This charming book is the English translation of the long-famous Hebrew Fox Tales of Berechiah ben Natronai ha-Nakdan, a Jewish philosopher, Biblical commentator, and Hebrew grammarian who lived in France during the late twelfth or early thirteenth century.
Many of these stories were unfamiliar to me. Others, I recognized from many previous readings of Aesop’s fables. Quite a lot were fleshed out in ways that confused the storylines.
What clouds these tales are prolix ramblings that mix Scripture with needless details (complaints, physical assaults and verbal abuse are laid out with almost gleeful elaboration), boring repetitive rhetoric, extraneous unnamed characters and contradictory morals that often veer wide of the accompanying story.
In some stories, virtue is rewarded and the wicked are punished; in others deceit and cunning prevail and the deceiver is rewarded for his/her treacherous behavior. Then you’ll read a tale in which a liar has punishment meted out and a goodly person is redeemed.
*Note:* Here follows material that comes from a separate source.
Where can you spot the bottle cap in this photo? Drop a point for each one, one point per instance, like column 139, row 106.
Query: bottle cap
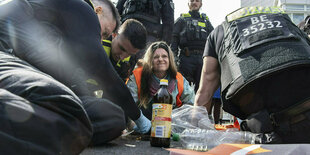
column 164, row 82
column 175, row 137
When people offer charity and aid, it is seen as either a kindly deed or a hideous snare, even if the giver sincerely meant well.
It’s a baffling plethora of stories gathered here and perhaps the only lessons you can glean from it are that morality is situational and you must shift your ground and behavior in order to reap the maximum benefit for society, friends and family (but mostly oneself) without losing a hand or eye in the bargain.